Das Ganze ist Teil von TeamPCPs laufender Kampagne. Login-Credentials sammeln. Und dann? Weitere Softwareprojekte infiltrieren.

Beliebte Tanstack-Projekte sind betroffen: @tanstack/react-router und @tanstack/history. Beide haben über 11 Millionen wöchentliche Downloads. NPM-Pakete sind nicht die einzigen Opfer. Auch einige PyPI-Pakete sind betroffen. Denkt an Mistral AI, Guardrails AI.

Daten in Gefahr

Was wollen sie? Der von TeamPCP eingebrachte Schadcode ist darauf ausgelegt, alle möglichen sensiblen Daten zu erfassen:

• GitHub- und NPM-Tokens
• AWS-Zugänge und Metadaten
• Kubernetes-Service-Account-Tokens
• Umgebungsvariablen und andere vertrauliche Informationen aus CI/CD-Pipelines

Das Ganze dreht sich um eine stark verschleierte Datei: router_init.js. Sie ist etwa 2,3 MB groß. Das ist die Datenextraktionsmaschine.

Reaktion der Entwickler

Bist du Entwickler und nutzt NPM oder PyPI Pakete? Dann solltest du schnell handeln. Prüfe dein System auf kompromittierte Versionen. Eine gefunden? Dann gilt dein System als kompromittiert. Rotiere betroffene Credentials. Sofort. Schau auch deine Code-Repositories an. Irgendwelche ungewöhnlichen Änderungen? Alarmstufe Rot.

Mehr Infos, was zu tun ist? Socket und Aikido haben detaillierte Strategien und Indikatoren zur Schadensbegrenzung in ihren Blogbeiträgen. Die Tanstack-Entwickler? Sie haben einen Bericht veröffentlicht, der die Auswirkungen des Angriffs auf ihre Pakete erklärt.
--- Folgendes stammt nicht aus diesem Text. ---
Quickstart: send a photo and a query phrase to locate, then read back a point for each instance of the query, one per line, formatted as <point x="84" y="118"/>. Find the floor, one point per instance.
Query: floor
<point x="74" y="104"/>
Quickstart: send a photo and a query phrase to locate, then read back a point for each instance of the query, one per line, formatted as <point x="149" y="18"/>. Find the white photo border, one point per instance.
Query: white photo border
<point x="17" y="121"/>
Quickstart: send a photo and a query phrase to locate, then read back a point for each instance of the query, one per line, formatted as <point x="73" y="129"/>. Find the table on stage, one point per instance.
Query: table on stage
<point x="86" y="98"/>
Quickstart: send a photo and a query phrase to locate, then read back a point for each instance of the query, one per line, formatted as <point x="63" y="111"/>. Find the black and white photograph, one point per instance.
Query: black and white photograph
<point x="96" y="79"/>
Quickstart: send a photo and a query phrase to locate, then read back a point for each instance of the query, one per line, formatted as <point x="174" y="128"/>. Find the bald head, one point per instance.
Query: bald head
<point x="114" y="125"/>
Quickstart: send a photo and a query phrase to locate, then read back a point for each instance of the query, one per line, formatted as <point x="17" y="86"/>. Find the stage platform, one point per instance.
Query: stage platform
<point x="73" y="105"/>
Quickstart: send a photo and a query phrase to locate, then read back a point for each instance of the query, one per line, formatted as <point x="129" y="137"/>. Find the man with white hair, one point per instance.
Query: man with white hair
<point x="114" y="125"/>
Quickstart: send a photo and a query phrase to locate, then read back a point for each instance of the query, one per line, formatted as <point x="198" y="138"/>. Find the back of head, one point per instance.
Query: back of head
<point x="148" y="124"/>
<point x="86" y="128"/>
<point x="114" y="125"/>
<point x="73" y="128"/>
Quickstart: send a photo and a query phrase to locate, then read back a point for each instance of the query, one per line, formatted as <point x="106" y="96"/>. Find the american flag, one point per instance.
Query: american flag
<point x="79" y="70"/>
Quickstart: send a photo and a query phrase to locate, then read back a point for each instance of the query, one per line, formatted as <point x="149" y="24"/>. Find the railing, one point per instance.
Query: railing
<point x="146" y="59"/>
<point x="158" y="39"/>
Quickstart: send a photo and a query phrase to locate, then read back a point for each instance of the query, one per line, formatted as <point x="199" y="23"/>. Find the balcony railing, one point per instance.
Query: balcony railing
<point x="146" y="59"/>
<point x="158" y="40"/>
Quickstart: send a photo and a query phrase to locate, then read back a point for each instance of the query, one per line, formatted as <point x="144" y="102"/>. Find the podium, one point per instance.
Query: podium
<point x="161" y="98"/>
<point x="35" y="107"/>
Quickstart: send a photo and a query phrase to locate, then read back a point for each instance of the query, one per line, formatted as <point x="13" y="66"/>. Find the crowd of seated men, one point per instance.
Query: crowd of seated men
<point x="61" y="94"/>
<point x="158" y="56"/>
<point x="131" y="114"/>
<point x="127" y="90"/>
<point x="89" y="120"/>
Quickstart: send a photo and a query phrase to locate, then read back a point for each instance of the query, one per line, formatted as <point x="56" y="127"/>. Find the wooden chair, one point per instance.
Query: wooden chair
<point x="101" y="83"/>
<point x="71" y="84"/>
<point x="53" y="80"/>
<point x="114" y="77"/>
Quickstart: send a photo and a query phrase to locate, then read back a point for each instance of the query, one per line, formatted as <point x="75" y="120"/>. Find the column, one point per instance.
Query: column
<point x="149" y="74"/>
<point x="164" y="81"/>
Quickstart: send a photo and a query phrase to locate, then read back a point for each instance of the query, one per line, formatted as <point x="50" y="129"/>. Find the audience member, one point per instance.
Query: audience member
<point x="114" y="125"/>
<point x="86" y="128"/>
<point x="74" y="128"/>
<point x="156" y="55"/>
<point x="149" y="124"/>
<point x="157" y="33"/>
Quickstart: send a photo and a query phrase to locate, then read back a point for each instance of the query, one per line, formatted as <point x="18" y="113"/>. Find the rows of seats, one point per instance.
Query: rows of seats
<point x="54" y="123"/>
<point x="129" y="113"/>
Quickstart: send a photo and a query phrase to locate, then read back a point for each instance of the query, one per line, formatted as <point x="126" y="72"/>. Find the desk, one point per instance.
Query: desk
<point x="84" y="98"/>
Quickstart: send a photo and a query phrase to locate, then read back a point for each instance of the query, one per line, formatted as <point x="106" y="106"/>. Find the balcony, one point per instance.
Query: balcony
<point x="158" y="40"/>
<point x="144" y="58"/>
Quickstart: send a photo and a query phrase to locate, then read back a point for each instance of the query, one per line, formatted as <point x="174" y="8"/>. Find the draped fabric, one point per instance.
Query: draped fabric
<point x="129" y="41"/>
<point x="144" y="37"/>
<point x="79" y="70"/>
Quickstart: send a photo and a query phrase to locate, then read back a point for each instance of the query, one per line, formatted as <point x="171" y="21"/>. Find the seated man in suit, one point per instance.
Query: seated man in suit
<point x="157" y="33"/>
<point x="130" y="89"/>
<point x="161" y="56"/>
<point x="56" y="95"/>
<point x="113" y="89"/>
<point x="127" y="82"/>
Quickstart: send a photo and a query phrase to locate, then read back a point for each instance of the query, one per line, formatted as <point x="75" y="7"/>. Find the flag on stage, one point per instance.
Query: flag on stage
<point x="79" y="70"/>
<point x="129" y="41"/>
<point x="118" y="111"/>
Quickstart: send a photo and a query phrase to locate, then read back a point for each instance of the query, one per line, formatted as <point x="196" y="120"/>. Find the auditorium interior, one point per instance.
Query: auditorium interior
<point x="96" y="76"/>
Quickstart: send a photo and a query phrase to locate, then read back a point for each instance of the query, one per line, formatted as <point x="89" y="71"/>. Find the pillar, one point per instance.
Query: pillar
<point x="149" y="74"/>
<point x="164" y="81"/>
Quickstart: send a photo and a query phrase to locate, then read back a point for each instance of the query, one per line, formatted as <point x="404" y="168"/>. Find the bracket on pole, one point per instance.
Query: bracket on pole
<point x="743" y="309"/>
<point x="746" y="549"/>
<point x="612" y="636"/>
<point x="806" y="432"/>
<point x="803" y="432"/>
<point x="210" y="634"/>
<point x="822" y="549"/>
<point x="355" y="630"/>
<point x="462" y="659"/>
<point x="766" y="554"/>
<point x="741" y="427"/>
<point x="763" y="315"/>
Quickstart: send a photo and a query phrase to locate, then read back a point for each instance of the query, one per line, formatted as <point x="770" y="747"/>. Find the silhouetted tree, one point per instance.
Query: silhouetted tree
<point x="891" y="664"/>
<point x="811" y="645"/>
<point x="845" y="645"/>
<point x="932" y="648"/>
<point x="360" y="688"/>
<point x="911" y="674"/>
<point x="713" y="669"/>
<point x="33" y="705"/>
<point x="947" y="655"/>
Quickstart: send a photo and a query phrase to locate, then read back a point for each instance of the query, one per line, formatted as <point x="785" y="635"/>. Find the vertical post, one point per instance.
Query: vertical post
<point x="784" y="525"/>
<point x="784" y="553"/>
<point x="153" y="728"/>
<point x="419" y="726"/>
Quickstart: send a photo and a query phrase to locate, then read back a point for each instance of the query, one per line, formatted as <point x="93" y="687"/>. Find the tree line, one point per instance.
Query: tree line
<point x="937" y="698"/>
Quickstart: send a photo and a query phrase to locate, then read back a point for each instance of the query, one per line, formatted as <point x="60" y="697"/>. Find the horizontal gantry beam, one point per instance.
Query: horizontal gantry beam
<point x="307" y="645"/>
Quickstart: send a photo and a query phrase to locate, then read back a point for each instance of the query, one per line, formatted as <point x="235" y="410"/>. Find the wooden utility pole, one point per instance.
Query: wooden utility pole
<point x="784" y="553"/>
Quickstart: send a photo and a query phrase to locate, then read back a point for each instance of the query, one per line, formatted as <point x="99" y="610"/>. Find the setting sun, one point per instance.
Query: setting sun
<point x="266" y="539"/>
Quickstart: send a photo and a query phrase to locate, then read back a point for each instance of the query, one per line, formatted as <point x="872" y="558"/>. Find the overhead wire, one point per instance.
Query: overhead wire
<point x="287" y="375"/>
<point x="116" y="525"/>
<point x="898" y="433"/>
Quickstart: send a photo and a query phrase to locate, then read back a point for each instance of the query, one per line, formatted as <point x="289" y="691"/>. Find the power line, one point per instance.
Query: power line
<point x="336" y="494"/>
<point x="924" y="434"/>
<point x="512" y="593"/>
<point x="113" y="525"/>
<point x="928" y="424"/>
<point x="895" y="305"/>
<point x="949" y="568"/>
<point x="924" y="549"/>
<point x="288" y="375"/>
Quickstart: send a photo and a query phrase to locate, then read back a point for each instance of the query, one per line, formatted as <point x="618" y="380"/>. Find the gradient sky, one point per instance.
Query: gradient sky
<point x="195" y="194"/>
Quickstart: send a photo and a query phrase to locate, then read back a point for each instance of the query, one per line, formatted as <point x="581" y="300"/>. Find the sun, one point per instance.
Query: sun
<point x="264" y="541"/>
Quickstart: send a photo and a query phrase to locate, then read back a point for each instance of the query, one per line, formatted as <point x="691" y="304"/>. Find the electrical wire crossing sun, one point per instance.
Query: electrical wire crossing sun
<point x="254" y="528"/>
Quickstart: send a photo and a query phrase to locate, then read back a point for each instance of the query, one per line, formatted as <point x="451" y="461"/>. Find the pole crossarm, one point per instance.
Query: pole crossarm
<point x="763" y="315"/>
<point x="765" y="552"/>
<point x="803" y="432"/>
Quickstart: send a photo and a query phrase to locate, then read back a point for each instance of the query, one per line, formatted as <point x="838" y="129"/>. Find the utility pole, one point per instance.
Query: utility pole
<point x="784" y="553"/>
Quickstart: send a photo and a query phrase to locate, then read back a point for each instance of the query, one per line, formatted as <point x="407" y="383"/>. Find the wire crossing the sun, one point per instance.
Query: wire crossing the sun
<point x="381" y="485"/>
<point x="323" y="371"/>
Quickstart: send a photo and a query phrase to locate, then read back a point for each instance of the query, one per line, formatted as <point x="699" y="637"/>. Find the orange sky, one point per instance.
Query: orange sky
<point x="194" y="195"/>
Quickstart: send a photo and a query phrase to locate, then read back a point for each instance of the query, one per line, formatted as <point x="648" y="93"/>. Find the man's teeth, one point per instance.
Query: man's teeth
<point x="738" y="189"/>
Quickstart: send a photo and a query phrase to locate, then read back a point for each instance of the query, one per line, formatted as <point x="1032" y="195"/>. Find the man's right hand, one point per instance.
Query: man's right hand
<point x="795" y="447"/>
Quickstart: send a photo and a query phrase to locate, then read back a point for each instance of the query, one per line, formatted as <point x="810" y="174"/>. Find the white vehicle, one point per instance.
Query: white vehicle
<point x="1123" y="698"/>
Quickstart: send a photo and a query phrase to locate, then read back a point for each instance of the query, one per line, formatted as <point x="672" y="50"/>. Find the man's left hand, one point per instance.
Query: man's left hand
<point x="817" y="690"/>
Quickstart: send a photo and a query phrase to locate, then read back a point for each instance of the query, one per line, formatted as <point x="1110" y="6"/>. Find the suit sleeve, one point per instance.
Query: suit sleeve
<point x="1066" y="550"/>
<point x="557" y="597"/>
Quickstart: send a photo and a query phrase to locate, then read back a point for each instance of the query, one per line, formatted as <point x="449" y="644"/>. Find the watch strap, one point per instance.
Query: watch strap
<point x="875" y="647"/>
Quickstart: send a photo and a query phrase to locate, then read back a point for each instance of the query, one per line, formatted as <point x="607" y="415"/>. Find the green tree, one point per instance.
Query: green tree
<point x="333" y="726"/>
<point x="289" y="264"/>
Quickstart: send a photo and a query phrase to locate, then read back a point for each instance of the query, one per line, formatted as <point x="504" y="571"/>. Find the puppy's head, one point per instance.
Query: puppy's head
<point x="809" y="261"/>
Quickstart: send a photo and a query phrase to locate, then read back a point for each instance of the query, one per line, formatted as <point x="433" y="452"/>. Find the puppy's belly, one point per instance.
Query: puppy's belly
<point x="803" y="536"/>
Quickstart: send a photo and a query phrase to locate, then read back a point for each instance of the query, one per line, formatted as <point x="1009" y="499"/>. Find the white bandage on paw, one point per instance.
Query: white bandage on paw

Hintergrund: Supply-Chain-Angriffe

Supply-Chain-Angriffe sind ein wachsendes Problem in der Softwarewelt. Warum? Sie nutzen Vertrauen aus. Dieses Vertrauen in weit verbreitete Pakete, um Malware zu verbreiten. TeamPCP, nebenbei bemerkt, ist beschäftigt. Sie werden mit mehreren dieser Angriffe in letzter Zeit in Verbindung gebracht. Das schreit doch förmlich nach besserer Sicherheit in der Softwareentwicklung, oder?

Was noch unklar ist:

• Wie viele Daten hat TeamPCP tatsächlich abgegriffen?
• Gibt es noch unentdeckte kompromittierte Pakete?
• Wie sieht der langfristige Schaden für betroffene Softwareprojekte aus?

Warum das wichtig ist:

Schau, Angriffe wie dieser? Sie zeigen wirklich, wie anfällig das Open-Source-Ökosystem ist. Millionen von Downloads, die wöchentlich betroffen sind. Denk an die Wellen, die das schlagen kann. Entwickler, Unternehmen. Das könnte riesig werden. Es ist eine ziemlich deutliche Erinnerung. Wir brauchen robuste Sicherheitspraktiken. Überall. Softwareentwicklung. Paketmanagement. Alles.